Llegó la noticia al día siguiente, cuando las calles mostraban la resaca de los cuatro días, cubiertas de confetis pisados, de banderines pendiendo de hilos rotos, y de bombillas apagadas. La trajo Engracia, la alcahueta oficial del pueblo. No esperó a que el sol subiera hasta la mitad del cielo, ni a que el canto del gallo dejara de oírse en los corrales, ni a que los últimos en recogerse por la mañana cogieran el primer sueño, ni a que las piedras de la calle se enfriaran del paso de los cascos de las mulas de los gitanos que remontaban Portocacho. Aporreó puertas, vociferó los nombres, contó la historia a través de postigos y ventanas. Aurora, la joven viuda, la mujer enlutada que cada tarde bajaba al cementerio a llorar a su marido muerto y a renovarle las flores, la que mecía su soledad en la mecedora cada noche, distrayendo el calor de agonía de aquel verano de infierno, se había marchado con José, piel de aceituna, ojos verdes, jarabe en la voz y mucha labia con las mujeres.
De cómo prosperó aquel amor prohibido, dio buena cuenta Engracia, que aprovechó la ocasión para quejarse de que su hija no le hizo caso cuando le contaba que una de aquellas tardes de chicharras enloquecidas, vio a Aurora caminar hacia el cementerio, con su ramo en el hueco del brazo, y a él detrás, a corta distancia, sorteando cardos y pisando matojos, siguiéndola como un enajenado. Eso contó mil y una vez la alcahueta del pueblo. Aseguró haberlos seguido hasta la misma cancela del cementerio, y desde allí los espió y fue testigo del sacrilegio, pues no podía ser otra cosa lo que hicieron, bajo un sol que resquebrajó la tierra de las tumbas, desnudos, sobre la lápida del muerto.
Durante mucho tiempo se habló de Aurora y del gitano en todos los corrillos. Las mujeres santiguándose, pero atentas al menor detalle; los hombres compadeciéndose del marido ultrajado, el pobre, tan joven y morir así, asfixiado, y con la deshonra sobre su tumba.

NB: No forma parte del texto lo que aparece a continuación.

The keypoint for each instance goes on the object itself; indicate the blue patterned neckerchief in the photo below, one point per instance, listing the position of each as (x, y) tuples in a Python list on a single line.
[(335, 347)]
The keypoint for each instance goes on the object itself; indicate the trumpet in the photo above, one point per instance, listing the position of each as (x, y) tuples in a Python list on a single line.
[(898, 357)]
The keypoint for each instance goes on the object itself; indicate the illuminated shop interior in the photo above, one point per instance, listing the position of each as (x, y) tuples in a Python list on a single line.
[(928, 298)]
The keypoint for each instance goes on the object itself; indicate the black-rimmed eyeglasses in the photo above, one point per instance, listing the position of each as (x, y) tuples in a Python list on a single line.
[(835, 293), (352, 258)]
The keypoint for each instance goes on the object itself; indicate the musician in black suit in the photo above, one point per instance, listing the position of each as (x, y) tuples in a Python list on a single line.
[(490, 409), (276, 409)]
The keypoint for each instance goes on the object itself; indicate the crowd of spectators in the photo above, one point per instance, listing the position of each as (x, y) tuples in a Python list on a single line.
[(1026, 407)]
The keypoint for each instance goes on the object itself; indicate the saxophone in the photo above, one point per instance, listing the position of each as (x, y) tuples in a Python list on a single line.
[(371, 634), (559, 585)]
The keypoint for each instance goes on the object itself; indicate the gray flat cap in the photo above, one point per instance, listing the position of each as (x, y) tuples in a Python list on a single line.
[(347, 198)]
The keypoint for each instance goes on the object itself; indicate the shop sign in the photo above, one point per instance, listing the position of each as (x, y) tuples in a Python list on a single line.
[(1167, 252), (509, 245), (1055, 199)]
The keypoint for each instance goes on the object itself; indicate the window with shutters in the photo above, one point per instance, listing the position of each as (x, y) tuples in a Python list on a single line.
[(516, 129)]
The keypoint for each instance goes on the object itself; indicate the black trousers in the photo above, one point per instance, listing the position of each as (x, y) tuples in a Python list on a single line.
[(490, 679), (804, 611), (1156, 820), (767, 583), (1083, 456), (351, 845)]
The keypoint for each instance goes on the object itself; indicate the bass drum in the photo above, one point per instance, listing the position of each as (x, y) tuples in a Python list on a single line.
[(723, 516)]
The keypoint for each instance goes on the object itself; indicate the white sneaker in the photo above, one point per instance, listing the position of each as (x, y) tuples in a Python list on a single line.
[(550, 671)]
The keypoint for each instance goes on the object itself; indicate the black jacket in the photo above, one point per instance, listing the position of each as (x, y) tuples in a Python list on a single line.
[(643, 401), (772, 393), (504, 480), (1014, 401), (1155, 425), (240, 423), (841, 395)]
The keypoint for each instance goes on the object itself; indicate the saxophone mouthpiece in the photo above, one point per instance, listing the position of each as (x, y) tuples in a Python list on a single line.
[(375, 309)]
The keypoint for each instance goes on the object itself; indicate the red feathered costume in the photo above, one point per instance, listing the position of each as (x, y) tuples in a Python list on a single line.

A mí me dolió aquel primer desengaño, y al principio sentí mucho rencor hacia la viuda, pero cuando llegó septiembre y comenzaron las tormentas a refrescar el pueblo, el recuerdo amargo de José se fue diluyendo en el agua que corría por las calles hasta desaparecer por las alcantarillas y dejé de estar resentida.
Al año siguiente, en agosto, volvieron los gitanos, sin José, piel de oliva, ni Aurora, a quienes nunca más volvimos a ver por el pueblo. Fue el año en que Massiel ganó el Festival de Eurovisión, mi madre me hizo un vestido con el mismo volante en el bajo que ella lució, y conocí a Manuel, un chico de ciudad que vino a pasar las vacaciones con su tía.